16Dans son livre passionnant, à aucun moment O. Lugon ne sort de son champ de compétence, qui est celui des images, de leur histoire et de leurs modes de circulation. Ne cherchant nullement à se faire historien de la littérature, il ne cherche en aucune façon à examiner une potentielle relation entre l’œuvre littéraire de Bouvier et son travail d’iconographe. Un tel travail, qui ne correspond pas à l’objectif que s’était fixé l’auteur, est sans doute celui qui viendrait spontanément à l’esprit au sein des études littéraires. Plusieurs interrogations sont en effet soulevées par ce travail, comme celle touchant à d’éventuels points de convergence entre l’écriture littéraire de Bouvier et sa manière d’user des images et de composer des pages de volumes illustrés en agençant images et textes, les siens à l’occasion mais aussi, plus souvent encore, ceux d’autres auteurs.

17Ce livre rend désormais une telle enquête possible, et peut-être souhaitable pour mieux connaître non seulement l’écrivain mais aussi, plus largement, cet homme fou de livres et d’images que fut Bouvier. Davantage, et au-delà des seuls cercles littéraires, l’ouvrage invite à une véritable prise en considération, plus systématique que ne le permettait cet ouvrage centré sur une figure particulière, sur cette profession, ses histoires, ses réseaux, ses réalisations, majeures et mineures. Ce livre porte en effet à l’attention, modestement sans doute mais avec une rigueur sans faille, un vaste domaine qui, à n’en pas douter, fera l’objet de recherches plus approfondies au cours des années à venir — et sans doute est-ce là l’une des principales raisons en vertu desquelles ce livre pourrait faire date.

Un ouvrage de référence

18J’ignore bien sûr quel sera son retentissement, mais un tel livre me semble appelé à marquer. Évitant toute forme de jargon, il ouvre de nombreuses pistes de recherche pour l’histoire des images et devrait à plusieurs titres intéresser aussi bien les historiens du livre que ceux des images et de la littérature. Au-delà du public des historiens de la culture au sens large, il me paraît en outre susceptible de recueillir les faveurs des amateurs éclairés et des curieux. O. Lugon propose en effet un parcours qui se lit avec beaucoup de plaisir et de facilité, sous la forme d’un volume dont la qualité formelle est tout bonnement épatante sans qu’il manifeste pour autant une volonté d’en mettre plein la vue.

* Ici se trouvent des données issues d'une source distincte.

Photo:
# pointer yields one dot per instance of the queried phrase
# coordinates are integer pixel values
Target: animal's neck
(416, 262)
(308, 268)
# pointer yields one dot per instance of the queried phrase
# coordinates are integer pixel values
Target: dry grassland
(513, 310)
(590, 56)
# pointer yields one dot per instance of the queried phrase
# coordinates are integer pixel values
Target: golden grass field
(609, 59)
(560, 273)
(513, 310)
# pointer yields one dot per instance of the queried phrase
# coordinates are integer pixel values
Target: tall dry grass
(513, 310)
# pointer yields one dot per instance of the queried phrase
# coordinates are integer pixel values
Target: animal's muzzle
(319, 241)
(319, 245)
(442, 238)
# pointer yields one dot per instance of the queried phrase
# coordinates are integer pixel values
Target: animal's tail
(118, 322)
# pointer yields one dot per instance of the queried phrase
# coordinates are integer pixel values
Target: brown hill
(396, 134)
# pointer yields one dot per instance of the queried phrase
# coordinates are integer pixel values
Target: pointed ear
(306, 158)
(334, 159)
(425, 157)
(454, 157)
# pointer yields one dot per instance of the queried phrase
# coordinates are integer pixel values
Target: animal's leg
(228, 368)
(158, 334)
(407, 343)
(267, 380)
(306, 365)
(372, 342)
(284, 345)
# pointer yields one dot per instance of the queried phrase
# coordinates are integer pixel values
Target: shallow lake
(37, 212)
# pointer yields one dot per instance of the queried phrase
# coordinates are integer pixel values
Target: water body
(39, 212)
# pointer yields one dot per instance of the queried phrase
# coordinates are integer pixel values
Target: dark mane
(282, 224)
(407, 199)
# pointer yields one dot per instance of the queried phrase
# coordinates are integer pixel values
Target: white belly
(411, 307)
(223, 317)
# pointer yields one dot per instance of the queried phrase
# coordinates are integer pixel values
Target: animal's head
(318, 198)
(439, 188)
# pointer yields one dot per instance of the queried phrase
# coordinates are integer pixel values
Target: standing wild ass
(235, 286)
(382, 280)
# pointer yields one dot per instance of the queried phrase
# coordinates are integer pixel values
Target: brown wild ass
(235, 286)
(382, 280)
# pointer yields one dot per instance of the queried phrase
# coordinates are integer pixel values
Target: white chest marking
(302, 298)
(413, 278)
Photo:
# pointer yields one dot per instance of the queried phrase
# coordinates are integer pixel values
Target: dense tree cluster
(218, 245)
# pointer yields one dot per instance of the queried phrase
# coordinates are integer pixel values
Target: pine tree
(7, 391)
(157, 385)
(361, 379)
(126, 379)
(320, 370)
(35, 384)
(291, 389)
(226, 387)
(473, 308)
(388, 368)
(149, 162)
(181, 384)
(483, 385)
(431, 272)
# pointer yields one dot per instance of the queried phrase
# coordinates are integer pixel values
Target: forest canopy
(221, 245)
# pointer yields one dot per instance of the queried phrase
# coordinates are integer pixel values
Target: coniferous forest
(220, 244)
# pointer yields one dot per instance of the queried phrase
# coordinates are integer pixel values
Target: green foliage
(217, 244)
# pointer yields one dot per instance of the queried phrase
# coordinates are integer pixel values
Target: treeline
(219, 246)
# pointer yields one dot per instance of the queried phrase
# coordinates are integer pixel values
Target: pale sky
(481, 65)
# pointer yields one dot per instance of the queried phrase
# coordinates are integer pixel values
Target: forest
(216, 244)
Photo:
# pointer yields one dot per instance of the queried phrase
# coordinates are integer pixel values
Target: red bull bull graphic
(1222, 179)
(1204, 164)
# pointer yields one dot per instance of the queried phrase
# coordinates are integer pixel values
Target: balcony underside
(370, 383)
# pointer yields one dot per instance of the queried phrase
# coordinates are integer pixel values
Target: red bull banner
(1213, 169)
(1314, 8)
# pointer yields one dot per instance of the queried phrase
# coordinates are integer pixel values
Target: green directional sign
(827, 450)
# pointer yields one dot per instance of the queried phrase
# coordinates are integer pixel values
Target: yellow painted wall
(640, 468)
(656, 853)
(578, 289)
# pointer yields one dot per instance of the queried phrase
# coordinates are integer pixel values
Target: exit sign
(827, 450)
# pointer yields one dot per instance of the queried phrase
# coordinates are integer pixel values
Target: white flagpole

19Le traitement des images, tout spécialement, procure un véritable bonheur de lecture. On rencontre au fil des pages différents types de documents : de nombreuses pages et double-pages de livres, qui permettent d’apprécier le travail de Bouvier, des documents professionnels (correspondances…), mais aussi des photographies de l’iconographe au travail. La grande variété, de nature, de taille et de mise en forme de ces images font de ce livre un digne héritier des ouvrages dont il traite. À l’évidence, l’auteur et les personnes qui ont conçu le volume ont recherché à produire à travers lui une forme d’hommage à une époque et à une manière de concevoir le livre illustré. Le soin remarquable qu’ils ont apporté à la réalisation formelle de l’ensemble est tout à leur honneur et pour le plus grand plaisir du lecteur.

20Dans les comptes rendus de ce type, il est souvent de bon ton, pour atténuer son enthousiasme en montrant que l’on n’a pas perdu tout esprit critique, de pointer l’un ou l’autre défaut à l’ouvrage que l’on recense. L’on m’excusera, je l’espère, de ne pas sacrifier à cet usage, d’avoir été intéressé et même séduit sans la moindre réserve ou réticence, et de n’avoir pas trouvé matière à pinailler. Je crois que toute personne intéressée par l’histoire du livre illustré au xxsiècle devrait posséder dans sa bibliothèque ce livre, remarquable à tous égards. Difficile d’en attendre moins d’un ouvrage portant sur un tel sujet, mais encore fallait-il parvenir à relever le défi de la qualité qui a fait la réputation du livre illustré en Suisse romande.